Nat swore under her breath and twisted out through the narrow debris trails. “Found it,” she said, slammed the bandages down, and swept Heron's cookpot aside. It clattered into the wall, and I made a small noise of protest.

“I'll clean it up later,” she sighed, and unwrapped cotton strips from around the alcohol flask.

Tyler slopped alcohol on the edge of his shearing knife. The fumes scorched my parched throat and I coughed, my gaze hooked on his short, sharp blade. There was no light in the smokehouse past the edge of sun creeping around the doorstep, but that knife shimmered like fresh water.

“I hope you know what you're doing,” Nat said.

Tyler stiffened. His good shirt was soaked down the back with nervous sweat. “Cross my heart, Hal,” he said quietly, and looked down at me through mussed, sweaty hair. “Let me see your hand?”

I untangled it from my shirtsleeve and held it out, trembling. Nat caught my left wrist much more carefully than before and pinned it precisely, fingers spread apart, on the cool flagstones. Her free hand laced through the loose fingers of my right hand. “Squeeze if it hurts,” she said shortly. Papa's voice rose, a furious echo, behind it. That knife hovered over my tendons, close as his sour breath in my face, bleeding violence onto my skin. My throat went dry as fireplace sparks.

“They're your friends,” I told myself, breath hitched, arms shaking.

“Yeah, we are,” Tyler said, and pressed the tip of the blade to my skin. I shut my eyes.

The knife, coldly burning, dug into my swollen hand.

It wasn't a knife; it was a live coal. It seared through my hand and exploded in my head, shaking all the little birds of my thoughts into nothingness. Pain kindled orange behind my eyes. I gasped, and my squeeze around Nat's fingers tightened into a death grip.

Be brave,
I thought raggedly.
Be brave. Don't make a sound
. Tyler turned the knife, and all my courage drowned in the flood.

I yanked my hand away, but Tyler's palm held it firm; Nat clamped down on my wrist. Tears leaked into my mouth. Thicker, rotten liquid seeped through my fingers—infection and curdled blood—and I let out a long, begging moan. “Just another second,” Tyler said tightly. His knife caught everything that ever hurt in the universe and
pulled.

The world narrowed to a dark tunnel: my hand, the wet stone floor, the pain. My gasp hit the walls, echoed against the mortared rock. Nat flinched and dropped my free hand, and I slammed it instinctively toward the wound. “No—” she said, and caught my wrist inches from a mess of bloody pus and swollen, black-edged flesh. I stared at it, speechless.

“Do
not
infect that again,” she said fiercely, and pulled my wrist back against her palm. “We're almost finished. I swear.”

“We
are
finished,” Tyler said. The dirty knife drew out, from the spattered wound, a tiny wisp of brown feather. It smeared against Tyler's shearing knife, bathed in thin, streaked blood that was already darkening from bright red to a reeking, rotten black. A bubble boiled up, rusted before our eyes, and burst.

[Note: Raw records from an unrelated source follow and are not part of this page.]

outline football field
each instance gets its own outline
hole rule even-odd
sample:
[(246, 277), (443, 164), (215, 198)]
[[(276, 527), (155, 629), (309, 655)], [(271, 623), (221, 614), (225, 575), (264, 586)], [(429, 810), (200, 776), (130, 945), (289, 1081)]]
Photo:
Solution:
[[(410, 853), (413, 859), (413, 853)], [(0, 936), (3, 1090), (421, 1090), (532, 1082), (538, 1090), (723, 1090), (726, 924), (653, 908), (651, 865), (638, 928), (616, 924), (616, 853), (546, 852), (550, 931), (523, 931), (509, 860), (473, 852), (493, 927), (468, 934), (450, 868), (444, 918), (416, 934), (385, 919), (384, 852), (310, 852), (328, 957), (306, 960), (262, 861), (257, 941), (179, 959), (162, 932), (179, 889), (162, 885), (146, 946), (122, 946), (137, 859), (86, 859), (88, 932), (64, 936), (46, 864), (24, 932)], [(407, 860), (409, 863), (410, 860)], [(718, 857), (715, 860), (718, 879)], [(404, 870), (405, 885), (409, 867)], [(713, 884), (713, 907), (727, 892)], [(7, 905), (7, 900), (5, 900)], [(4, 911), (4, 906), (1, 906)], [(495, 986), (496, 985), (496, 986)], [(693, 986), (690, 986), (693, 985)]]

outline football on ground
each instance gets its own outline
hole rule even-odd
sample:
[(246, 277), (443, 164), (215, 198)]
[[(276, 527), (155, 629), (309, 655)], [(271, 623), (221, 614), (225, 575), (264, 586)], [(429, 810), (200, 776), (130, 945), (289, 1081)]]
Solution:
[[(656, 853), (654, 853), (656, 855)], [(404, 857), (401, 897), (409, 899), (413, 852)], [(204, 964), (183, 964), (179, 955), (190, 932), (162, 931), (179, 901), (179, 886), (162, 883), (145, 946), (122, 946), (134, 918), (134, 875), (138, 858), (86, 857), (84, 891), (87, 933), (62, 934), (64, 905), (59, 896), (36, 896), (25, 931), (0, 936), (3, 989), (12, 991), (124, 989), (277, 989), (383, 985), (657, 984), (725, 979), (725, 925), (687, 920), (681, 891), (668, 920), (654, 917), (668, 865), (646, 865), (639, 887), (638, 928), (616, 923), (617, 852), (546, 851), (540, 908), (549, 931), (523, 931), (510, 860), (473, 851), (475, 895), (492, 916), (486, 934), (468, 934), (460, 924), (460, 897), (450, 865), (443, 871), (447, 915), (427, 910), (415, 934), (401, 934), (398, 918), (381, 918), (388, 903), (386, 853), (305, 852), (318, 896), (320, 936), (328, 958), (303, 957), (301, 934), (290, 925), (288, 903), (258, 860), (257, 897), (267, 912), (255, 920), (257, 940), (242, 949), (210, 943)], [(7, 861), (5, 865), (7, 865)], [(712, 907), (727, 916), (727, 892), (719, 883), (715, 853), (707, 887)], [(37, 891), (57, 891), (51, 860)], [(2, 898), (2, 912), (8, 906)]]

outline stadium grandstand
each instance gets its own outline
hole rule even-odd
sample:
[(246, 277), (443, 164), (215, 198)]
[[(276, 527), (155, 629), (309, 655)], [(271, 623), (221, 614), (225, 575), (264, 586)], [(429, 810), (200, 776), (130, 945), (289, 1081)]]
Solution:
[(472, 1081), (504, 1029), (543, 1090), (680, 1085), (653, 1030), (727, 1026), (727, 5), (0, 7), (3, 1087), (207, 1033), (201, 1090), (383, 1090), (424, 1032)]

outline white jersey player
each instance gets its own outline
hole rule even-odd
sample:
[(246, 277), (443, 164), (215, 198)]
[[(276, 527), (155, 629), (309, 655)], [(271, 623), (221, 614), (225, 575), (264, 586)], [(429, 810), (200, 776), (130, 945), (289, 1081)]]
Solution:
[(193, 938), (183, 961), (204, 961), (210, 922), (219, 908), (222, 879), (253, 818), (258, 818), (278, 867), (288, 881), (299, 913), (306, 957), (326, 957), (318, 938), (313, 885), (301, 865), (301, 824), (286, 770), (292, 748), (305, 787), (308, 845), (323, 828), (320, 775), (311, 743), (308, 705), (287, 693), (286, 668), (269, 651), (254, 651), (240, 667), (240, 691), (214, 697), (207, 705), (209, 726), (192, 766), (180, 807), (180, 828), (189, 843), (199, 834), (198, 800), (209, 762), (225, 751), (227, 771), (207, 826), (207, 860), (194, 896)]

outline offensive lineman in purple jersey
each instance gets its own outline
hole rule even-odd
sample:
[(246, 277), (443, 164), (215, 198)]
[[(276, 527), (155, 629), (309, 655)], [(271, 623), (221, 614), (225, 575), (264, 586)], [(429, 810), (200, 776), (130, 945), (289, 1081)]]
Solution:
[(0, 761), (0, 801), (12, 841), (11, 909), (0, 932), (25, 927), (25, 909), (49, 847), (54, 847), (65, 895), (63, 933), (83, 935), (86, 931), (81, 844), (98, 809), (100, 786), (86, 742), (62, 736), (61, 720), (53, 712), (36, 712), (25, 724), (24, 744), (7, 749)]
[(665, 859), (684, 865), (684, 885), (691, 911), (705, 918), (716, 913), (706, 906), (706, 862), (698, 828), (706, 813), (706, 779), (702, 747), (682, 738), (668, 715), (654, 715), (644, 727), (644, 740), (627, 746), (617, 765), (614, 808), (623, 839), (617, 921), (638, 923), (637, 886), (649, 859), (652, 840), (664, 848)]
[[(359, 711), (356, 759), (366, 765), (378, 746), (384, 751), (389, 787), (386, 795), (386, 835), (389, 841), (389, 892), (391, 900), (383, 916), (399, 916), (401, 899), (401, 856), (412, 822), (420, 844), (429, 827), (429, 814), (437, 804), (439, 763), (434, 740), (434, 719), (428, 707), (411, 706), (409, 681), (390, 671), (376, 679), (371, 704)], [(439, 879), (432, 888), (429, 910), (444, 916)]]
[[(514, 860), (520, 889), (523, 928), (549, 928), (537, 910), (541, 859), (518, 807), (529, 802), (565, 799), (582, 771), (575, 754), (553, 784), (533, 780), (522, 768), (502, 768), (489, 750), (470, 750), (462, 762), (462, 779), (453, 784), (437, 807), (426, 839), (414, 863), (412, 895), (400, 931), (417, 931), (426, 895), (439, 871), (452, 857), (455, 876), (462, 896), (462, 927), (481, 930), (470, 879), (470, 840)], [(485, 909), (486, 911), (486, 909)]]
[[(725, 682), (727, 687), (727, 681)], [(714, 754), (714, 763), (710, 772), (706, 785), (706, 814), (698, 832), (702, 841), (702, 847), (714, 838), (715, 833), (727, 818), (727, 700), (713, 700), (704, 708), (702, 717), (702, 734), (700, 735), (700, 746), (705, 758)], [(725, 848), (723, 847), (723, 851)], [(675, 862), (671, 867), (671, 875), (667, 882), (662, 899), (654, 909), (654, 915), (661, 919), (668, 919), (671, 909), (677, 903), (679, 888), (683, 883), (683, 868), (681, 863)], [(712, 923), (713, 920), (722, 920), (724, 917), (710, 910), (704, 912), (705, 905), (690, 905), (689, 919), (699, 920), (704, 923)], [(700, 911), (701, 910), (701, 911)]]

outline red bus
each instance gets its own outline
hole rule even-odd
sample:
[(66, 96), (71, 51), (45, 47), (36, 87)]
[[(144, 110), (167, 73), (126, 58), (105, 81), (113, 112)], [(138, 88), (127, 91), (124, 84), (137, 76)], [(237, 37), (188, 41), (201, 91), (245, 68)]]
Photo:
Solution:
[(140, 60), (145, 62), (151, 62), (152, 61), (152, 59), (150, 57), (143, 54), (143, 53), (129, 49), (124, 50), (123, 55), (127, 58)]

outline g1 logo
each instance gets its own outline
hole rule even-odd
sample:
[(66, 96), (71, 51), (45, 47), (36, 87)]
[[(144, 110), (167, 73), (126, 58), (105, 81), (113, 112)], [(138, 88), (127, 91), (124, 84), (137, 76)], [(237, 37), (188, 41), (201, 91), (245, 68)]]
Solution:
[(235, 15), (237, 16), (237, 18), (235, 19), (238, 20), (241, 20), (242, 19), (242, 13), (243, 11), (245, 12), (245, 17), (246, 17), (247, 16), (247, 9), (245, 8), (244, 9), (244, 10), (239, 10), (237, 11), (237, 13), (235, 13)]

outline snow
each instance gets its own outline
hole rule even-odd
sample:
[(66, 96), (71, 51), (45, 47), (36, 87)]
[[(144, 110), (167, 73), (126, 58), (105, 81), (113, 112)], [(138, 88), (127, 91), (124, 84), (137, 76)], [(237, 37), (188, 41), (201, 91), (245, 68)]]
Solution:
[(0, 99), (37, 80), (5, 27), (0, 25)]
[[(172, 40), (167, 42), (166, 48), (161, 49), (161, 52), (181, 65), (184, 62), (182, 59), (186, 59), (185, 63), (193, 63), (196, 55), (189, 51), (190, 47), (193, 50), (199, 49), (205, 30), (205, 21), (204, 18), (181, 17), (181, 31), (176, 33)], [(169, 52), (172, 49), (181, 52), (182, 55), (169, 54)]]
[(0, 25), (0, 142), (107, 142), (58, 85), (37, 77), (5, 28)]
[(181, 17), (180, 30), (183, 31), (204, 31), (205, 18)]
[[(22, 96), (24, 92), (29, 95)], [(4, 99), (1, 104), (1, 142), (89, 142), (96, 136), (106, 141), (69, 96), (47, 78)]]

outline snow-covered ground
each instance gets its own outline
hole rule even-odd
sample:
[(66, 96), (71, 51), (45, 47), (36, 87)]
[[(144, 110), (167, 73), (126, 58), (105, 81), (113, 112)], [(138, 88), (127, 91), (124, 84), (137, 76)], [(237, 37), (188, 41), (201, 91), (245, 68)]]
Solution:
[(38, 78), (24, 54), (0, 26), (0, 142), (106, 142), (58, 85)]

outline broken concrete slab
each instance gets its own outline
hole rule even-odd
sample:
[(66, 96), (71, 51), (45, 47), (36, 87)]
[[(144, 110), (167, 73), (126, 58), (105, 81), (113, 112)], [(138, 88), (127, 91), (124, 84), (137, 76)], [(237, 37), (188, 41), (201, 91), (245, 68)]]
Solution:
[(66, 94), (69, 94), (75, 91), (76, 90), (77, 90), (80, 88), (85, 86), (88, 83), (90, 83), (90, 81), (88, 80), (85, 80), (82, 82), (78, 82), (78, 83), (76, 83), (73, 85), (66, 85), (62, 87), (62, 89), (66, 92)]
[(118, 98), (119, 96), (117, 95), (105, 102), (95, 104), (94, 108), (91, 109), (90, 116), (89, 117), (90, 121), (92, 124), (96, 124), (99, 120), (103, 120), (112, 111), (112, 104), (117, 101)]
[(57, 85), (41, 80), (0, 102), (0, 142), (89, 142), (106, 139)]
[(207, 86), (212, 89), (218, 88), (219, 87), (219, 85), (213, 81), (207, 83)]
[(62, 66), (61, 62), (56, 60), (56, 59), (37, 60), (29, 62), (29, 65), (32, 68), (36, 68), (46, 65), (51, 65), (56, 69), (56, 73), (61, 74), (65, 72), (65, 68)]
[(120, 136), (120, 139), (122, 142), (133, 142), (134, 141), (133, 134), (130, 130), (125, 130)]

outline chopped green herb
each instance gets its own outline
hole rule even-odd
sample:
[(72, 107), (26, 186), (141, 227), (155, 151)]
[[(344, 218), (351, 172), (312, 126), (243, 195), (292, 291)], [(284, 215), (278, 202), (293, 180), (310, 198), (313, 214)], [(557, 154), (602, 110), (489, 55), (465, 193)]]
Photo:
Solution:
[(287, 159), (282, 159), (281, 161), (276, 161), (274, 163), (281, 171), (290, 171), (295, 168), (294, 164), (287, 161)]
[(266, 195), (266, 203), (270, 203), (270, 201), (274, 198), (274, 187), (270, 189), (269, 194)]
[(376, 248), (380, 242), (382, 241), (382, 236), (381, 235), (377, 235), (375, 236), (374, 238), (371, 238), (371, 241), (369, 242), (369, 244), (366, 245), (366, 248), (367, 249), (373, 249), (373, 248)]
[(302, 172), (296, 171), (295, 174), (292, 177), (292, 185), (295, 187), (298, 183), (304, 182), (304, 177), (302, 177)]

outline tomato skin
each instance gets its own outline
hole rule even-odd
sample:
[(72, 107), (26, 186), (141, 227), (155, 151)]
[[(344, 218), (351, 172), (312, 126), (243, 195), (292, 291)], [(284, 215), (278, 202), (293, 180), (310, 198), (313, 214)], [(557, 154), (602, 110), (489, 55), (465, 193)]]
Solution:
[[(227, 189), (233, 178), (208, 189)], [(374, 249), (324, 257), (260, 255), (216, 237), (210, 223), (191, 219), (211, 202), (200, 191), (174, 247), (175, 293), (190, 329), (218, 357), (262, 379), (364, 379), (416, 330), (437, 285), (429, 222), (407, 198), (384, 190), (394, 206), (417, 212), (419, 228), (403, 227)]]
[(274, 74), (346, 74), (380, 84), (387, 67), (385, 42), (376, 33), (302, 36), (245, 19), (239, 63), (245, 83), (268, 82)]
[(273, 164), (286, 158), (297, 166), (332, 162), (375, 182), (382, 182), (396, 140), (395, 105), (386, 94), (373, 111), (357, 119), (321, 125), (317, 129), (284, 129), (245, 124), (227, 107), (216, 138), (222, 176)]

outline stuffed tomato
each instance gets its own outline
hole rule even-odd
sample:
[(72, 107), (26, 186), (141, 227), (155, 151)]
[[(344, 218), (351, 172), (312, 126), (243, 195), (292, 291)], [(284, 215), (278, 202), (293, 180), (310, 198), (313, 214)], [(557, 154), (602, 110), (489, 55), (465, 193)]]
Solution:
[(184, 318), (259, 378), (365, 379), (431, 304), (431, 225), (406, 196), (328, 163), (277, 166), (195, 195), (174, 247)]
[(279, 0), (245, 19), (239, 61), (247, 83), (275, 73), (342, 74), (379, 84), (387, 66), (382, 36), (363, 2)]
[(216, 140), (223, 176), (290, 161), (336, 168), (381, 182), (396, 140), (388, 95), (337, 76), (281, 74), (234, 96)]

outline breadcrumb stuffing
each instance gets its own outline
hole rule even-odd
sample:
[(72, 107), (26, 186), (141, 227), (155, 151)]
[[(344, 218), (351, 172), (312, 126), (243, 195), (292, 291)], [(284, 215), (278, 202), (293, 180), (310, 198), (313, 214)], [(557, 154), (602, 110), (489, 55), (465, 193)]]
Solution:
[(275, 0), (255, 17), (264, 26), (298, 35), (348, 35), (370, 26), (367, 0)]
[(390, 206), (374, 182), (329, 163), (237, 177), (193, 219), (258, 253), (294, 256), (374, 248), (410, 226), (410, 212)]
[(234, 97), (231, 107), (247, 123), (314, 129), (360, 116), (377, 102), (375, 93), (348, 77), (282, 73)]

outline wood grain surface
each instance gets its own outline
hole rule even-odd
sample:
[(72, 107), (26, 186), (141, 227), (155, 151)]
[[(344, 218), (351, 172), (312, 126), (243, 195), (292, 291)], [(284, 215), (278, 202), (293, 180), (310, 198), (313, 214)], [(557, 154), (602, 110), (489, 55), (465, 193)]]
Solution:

I gagged. I had nothing left to throw up.

“That's all?” Nat said, faint.

“That's all it needs,” Tyler replied shakily, and dropped the knife into an empty wicker basket. The smell of death and violets rose out of it like a stain. “You did great.”

Nat passed my free hand to him. His touch was lighter, all fingertips and hesitation. “You ready for the next bit?”

I shook my head, breathing hard.

“It'll only last a second,” Nat said conversationally, and poured the alcohol over my hand.

I had no more noise left in me. The world blacked out for a long, long moment, and then the pain faded, muttered its way down. There was air in my lungs again, drawing in, flowing out, all the automatic gestures of a body that was well.